El arzobispo de Montevideo, Nicolás Cotugno, abogó en su mensaje de Pascua por la condena de la "violencia física y moral" y pidió a los uruguayos "ser más solidarios con quienes sufren marginación e injusticia, entrando a Jesús en lo profundo del misterio de la vida".
Monseñor Cotugno deseó paz a los uruguayos y recordó que "es la primera palabra que sale de la boca de Jesús resucitado".
El más importante prelado de la Iglesia Católica de Uruguay insistió en las palabras del Salvador: "Yo soy la fuente de la vida y de la paz".
"Jesús es nuestra esperanza: violentos y prepotentes podrán seguir llevando el mundo de la cruz.
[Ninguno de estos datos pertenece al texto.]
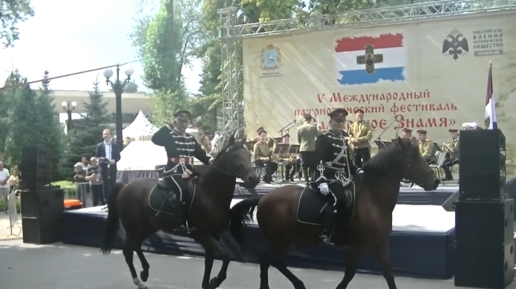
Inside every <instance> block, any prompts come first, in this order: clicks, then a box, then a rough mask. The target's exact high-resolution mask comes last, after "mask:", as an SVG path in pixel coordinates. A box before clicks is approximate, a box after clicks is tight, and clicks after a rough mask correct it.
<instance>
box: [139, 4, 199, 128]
mask: <svg viewBox="0 0 516 289" xmlns="http://www.w3.org/2000/svg"><path fill="white" fill-rule="evenodd" d="M201 1H202V0H186V1H181V2H179V1H173V0H161V1H160V7H159V10H158V12H157V13H156V14H155V15H153V16H152V17H148V16H143V17H140V18H138V20H137V25H136V26H135V27H133V29H134V30H133V33H131V35H130V37H131V40H132V42H133V46H134V47H135V48H136V50H137V52H138V54H139V55H140V57H141V58H142V66H143V70H144V76H143V81H144V84H145V86H146V87H148V88H150V89H151V90H152V91H153V94H152V95H151V103H152V106H153V108H154V111H155V112H154V114H153V121H154V122H155V123H157V124H162V123H167V122H169V121H170V119H171V116H172V114H173V112H174V111H175V110H177V109H178V108H186V106H188V105H189V101H188V92H187V90H186V88H185V84H184V79H183V77H182V70H183V68H184V67H185V66H187V65H189V63H190V60H191V58H192V57H194V51H195V50H196V48H197V47H198V43H199V42H201V40H203V39H204V38H205V37H203V35H204V32H203V30H202V29H201V27H200V21H201V14H200V11H199V8H200V5H201ZM148 2H149V1H145V0H142V1H139V5H148V4H149V3H148ZM140 8H141V7H140Z"/></svg>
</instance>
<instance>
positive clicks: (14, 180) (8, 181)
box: [7, 166, 20, 191]
mask: <svg viewBox="0 0 516 289" xmlns="http://www.w3.org/2000/svg"><path fill="white" fill-rule="evenodd" d="M7 183H8V184H9V185H10V186H11V191H16V190H17V189H19V188H20V170H19V169H18V166H14V167H13V169H12V170H11V176H10V177H9V180H8V181H7Z"/></svg>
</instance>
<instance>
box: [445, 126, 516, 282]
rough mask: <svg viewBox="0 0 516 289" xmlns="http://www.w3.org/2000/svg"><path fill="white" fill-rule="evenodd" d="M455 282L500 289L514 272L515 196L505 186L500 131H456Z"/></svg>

Pero, él es la vida y el perdón. En todos los tiempos, la paz es el único fruto permanente del dolor de los inocentes", insistió Cotugno.
"Los hombres nos matamos entre nosotros, con armas y palabras; rencores y venganzas; egoísmos e indiferencias. Dios permite nuestro pecado, pero lo transforma. La cruz es como una moneda: una cara nos muestra el absurdo de nuestro pecado.?Matamos a Dios!. La otra cara evidencia lo absoluto del amor divino: Dios mata nuestra muerte", concluyó el arzobispo.